Las trufas son unos hongos hipógeos que crecen bajo tierra y viven en simbiosis con las raíces de ciertos árboles.

Este hongo es un manjar y una delicia para la salud.

A las trufas no les da el sol y reciben de las raíces de la planta hidratos de carbono y vitaminas que el árbol consigue con la fotosíntesis. La planta recibe del hongo nutrientes del suelo y agua además de favorecer la expansión de sus raíces.

Las zonas sin maleza que hay entorno al árbol se producen porque el hongo extrae sus nutrientes haciendo que mueran y a su vez estas hierbas se descomponen con la humedad y nutren al hongo y al árbol. Es importante por tanto un grado de humedad.

Trufas negras en raíces
                                                    Típicos quemados en la zona de trufas

La reproducción del hongo es por esporas que transportan los animales como los jabalíes, el zorro, los conejos, los ratones, en sus heces. A su vez los animales disfrutan del placer de su sabor. Las encuentran por su agradable olor. Las trufas al estar enterradas no pueden diseminar sus esporas.

Ciclo reproductor de las trufas en España mediante fauna
Ciclo reproductor de la trufa mediante fauna

Cuando se extraen también quedan esporas, así volveremos a tener trufas en el mismo lugar.

Estas esporas maduran durante el invierno formando las nuevas trufas.

España Produce entre un 30% y un 40% de toda la producción mundial.

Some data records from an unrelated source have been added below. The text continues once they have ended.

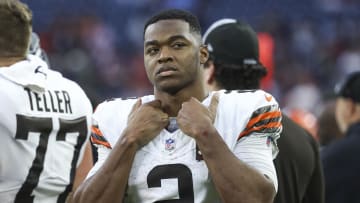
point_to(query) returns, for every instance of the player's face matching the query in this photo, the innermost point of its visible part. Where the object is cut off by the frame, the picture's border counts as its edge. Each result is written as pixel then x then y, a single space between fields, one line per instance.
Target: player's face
pixel 172 55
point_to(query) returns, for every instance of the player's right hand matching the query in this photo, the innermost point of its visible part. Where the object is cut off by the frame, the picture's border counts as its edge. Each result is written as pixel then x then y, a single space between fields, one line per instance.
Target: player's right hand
pixel 145 121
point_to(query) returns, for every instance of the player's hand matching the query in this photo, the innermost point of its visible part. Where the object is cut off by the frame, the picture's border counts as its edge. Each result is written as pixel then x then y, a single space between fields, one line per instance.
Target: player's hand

Variedades de trufas en España

  • Negra de invierno: se produce de noviembre a marzo.
  • Trufas de otoño: de noviembre a marzo.
  • De verano: desde mayo a septiembre.
  • Asiática: de noviembre a marzo.
  • Blanca del Piamonte: de octubre a diciembre y la más cotizada del mercado. Uno de los condimentos más caros de la cocina.

Cultivo de las trufas

Terreno idóneo para trufa
Esquemas de los tipos de terrenos según U.S.D.A.

El cultivo de las trufas requiere unas condiciones características que vamos a desarrollar.

  • Primero el suelo de una altitud entorno a los 100 metros y composición como indica el esquema siguiente:
  • Segundo el árbol que las acoge: castaños, robles, encinas, especialmente la variedad (Quercus ilex), pinos y avellanos (estos desaconsejados para la trufa blanca).

Es conveniente que produzcan sombra y a la vez separados suficientemente para que estén aireados y se pueda producir broza que segregue nutrientes a la tierra.

El tipo de árbol depende del tipo de terreno. Pueden ser árboles silvestres o plantaciones preparadas para este cultivo.

  • Tercero el clima: con cierto grado de precipitaciones, unos 600 litros anuales. Si el clima es más seco debemos dejar que el árbol tenga más copa y haga más sombra. Muy importantes las lluvias de verano o el riego controlado.

En ningún caso convienen los encharcamientos. Lo más beneficioso es un microclima de humedad que favorece la proliferación de las trufas. Se recurre a cubrir la zona con maleza o incluso plásticos negros.

No le convienen las heladas abundantes. El terreno debe ser resguardado si es frío. Los veranos de temperatura media.

Mapa de trufas en España

Trufas cultivadas

En zonas como Teruel se están haciendo plantaciones de árboles para cultivar trufas.

Fases de la producción:

  • Elegir el terreno, calizo y con un Ph adecuado. Las plantaciones funcionan mejor en zonas que ya se conoce la existencia de árboles con trufas.
  • Plantar los árboles, unos 300/ha aproximadamente, que ya deben estar micorrizados, es decir que ya lleva esporas en sus raíces y adaptados al medio.
  • Riego controlado, especialmente en la zona de quemados que se producen entorno al árbol por la acción de la trufa.
  • Aplicar fertilizantes cuando decae al producción.
  • Hacer podas adecuadas.
  • Vallar el terreno para evitar la entrada de fauna tipo jabalí.

Recolección de las trufas

Al ser un producto enterrado en las raíces de un árbol, en España normalmente encinas, es complicada su recolección.

Se suelen tener zonas marcadas y que se visualizan debajo del árbol por la falta de maleza, pero la zona exacta se suele marcar con un perro especial, que por el olfato la detecta y empieza a escarbar encima.

Con un cuchillo se extraen las trufas y se vuelve a rellenar el agujero con tierra y maleza para volver a iniciar el ciclo. No se deben extraer todas.

Se están desarrollando aparatos que detecten el olor.

Una vez extraídas de la tierra se sumergen en agua y con ayuda de un cepillo se les eliminan los restos de tierra.

Se guardan en un recipiente hermético en lugar fresco y luego a disfrutar.